Brigitte piscou algumas vezes, como se precisasse de um instante para processar o que acabou de ouvir. Seus olhos, ainda vermelhos e úmidos, arregalaram-se um pouco. Ninguém, até aquele momento, jamais ofereceu ajuda sabendo da sua Alma. Sempre houve medo, sempre houve afastamento. E agora… alguém que sabia estendeu a mão para ela.
Ela ergueu o rosto, insegura, mas com uma fagulha tímida de esperança.
— E… você acha que eu posso ser como você? — perguntou ela, baixinho. — Alguém que salva as pessoas?
Leon se agachou, apoiando um dos joelhos no chão, ficando à altura dela.
— Eu não acho. — disse ele, sério. — Eu tenho certeza disso.
Um nó se formou na garganta da menina, mas desta vez não era de tristeza. Era algo novo, estranho e quente. Algo que, talvez, fosse esperança.
Brigitte respirou fundo. Fechou os punhos com força. E, como se estivesse atravessando uma porta invisível dentro dela mesma, respondeu:
— Eu aceito.
Leon sorriu — um sorriso sincero, orgulhoso, como o de um agricultor ao ver a primeira semente brotar.
— Ótimo! — disse ele. — Então vamos começar com o ensino hoje mesmo.
A rapidez deixou Brigitte ansiosa, animada e com um sentimento de que não estava preparada ainda. Aquilo foi muito rápido. Mas mesmo assim não deixou de prestar menos atenção por conta disso.
— E sua primeira lição é…
Brigitte inclinou a cabeça, atenta, os olhos brilhando com a expectativa.
— …voltar pra casa. Está tarde para caramba e você vai pegar um resfriado ou ser atacada por um lobo se ficar aqui.

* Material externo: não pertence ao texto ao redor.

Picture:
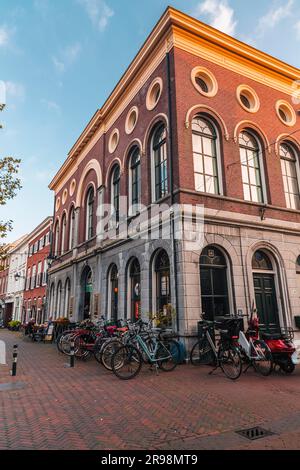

Ela piscou, surpresa. Ficou um segundo em silêncio… e depois soltou uma risadinha breve, abafada pela manga da blusa. Não era exatamente a primeira lição de cavaleiro que ela esperava. Mas, de algum jeito, parecia a mais certa.
Leon estendeu a mão para Brigitte, que usou o braço de apoio para se levantar. Durante o aperto de mãos, a garota pôde sentir a força do homem, que, mesmo com a idade avançada, parecia ser capaz de erguer uma montanha inteira.
— Agora vai voltar para casa que amanhã começamos de verdade. Bem aqui.
Brigitte ainda hesitou por um instante, olhando a escuridão da floresta ao redor, mas depois deu um passo firme adiante. E outro. E outro. Pela primeira vez em muito, muito tempo ela não se sentia sozinha.